La prolificità di Joe Bonamassa è un dato di fatto che
ha pochi eguali. Ogni anno, le uscite a suo nome, sia che si tratti di
dischi solitisti, dischi live, collaborazioni con Beth Hart, comparsate in lavori
altrui (il tributo dello scorso anno di Mahalia Barnes a Betty Davis)
o progetti paralleli (i disciolti Black Country Communion e gli attuali Rock
Candy Funk Party), ammontano come minimo a tre (nel 2016 due dischi
sono già usciti, un terzo, con Beth Hart, è previsto per fine anno).

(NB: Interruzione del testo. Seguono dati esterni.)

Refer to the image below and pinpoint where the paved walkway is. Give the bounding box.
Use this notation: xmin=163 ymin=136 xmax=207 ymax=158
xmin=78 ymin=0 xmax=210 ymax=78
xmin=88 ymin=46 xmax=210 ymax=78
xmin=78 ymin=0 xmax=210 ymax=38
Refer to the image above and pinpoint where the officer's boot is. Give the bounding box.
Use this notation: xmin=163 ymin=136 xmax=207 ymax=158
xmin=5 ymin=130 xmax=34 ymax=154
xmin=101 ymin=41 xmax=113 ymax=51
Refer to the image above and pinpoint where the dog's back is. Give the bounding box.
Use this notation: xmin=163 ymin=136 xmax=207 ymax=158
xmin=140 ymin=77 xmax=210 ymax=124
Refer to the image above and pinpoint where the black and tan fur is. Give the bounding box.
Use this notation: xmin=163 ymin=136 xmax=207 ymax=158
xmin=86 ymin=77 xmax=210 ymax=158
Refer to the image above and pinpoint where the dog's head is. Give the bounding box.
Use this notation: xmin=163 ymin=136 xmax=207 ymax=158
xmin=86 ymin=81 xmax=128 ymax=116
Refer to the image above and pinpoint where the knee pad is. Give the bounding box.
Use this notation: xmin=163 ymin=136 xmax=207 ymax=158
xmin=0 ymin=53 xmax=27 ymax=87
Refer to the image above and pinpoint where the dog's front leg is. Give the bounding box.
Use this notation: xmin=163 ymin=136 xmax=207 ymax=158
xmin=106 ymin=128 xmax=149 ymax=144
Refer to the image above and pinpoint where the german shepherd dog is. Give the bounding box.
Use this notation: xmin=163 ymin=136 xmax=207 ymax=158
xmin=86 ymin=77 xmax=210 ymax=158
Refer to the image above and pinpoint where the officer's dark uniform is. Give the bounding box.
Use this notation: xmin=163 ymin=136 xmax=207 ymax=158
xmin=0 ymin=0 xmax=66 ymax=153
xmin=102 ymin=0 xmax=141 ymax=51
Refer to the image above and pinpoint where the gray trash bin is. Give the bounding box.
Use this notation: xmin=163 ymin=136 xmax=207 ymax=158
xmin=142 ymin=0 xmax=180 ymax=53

A fronte di un così cospicuo numero di pubblicazioni, bisogna dire che il
chitarrista newyorkese ha sempre mantenuto, però, un livello qualitativo più
che discreto. Certo, a meno che non siate fans, non tutte queste uscite sono
imprescinbili; tuttavia, si può dire, senza timore di prendere un abbaglio,
che Bonamassa non è mai sceso al livello di raschio del barile. Prova ne
è Blues Of Desperation, dodicesimo album in studio, uscito a distanza di
due anni dal precedente Different Shades Of Blues (2014), che si presenta come uno dei migliori
capitoli della sua discografia. Registrato a Nashville, prodotto dal fido Kevin Shirley,
questo nuovo full lenght suona potente più che mai, grazie a un wall of sound a
cui contribuiscono i nuovi amplificatori Fender (accantonati per il momento i
Marshall), l'affiancamento di due batteristi in svariati brani (Anton Fig e
Greg Morrow), una sezione fiati e un terzetto di voci femminili, guidato da
Mahalia Barnes. Una resa, quindi, dai volumi pieni e dal suono grintosissimo,
in cui la componente rock tende a prevalere su quella blues in
moltissimi episodi in scaletta. Tanto che, almeno in alcuni casi, sembra di
ascoltare più il Bonamassa al servizio dei Black Country Communion che non
quello che ci aveva abituati a prove più vicine al blues tradizionale (da
ultimo, il live Muddy Wolf At Red Rocks). Parte This Train ed è tutto
chiaro: una bordata hard rock che fila come un diretto, spazzando via tutto
con potenza sferragliante (l'ascolto a tutto volume è di una resa impressionante).
Non sono da meno Mountain Climbing, altro brano molto hard, con un bel riff
alla Ac/Dc, e il ringhio della title track, che col blues, almeno
quello tradizionale, ha davvero poco a che vedere e gira più dalle parti
dei Led Zeppelin. Il blues affiora soprattutto nella parte finale del disco,
quando Bonamassa si avvicina a standard più classici (Livin' Easy e What I've
Known For A Very Long Time), oppure nella superba No Good Place For The Lonely,
che inizia bluesy e cadenzata, e poi si abbandona in una sbrigliata
seconda parte, in cui la chitarra di Bonamassa prende letteralmente
il volo con un assolo da urlo. C'è il tempo anche per la ballata
elettroacustica di Drive, il brano più morbido dell'intero lotto, e per You
Left Me Nothin' But The Bill And The Blues, un divertissement r'n'b, con il
chitarrista ancora in grande spolvero. Insomma, Blues Of Desperation è sempre,
più o meno, il solito disco di Bonamassa, quel disco che alterna ballate a
pezzi tirati e che, a volte, suona più blues, e altre, invece, più rock. Se non
amate il genere, tenetevene decisamente alla larga; se, invece, questa è
la musica che fa per voi, il livello di godimento è, come
sempre, altissimo.
PS: la versione deluxe del cd comprende un set
fotografico di circa sessanta pagine che immortala i pezzi migliori del Bona -
Seum, la collezione di chitarre di proprietà di Bonamassa. Spettacolo!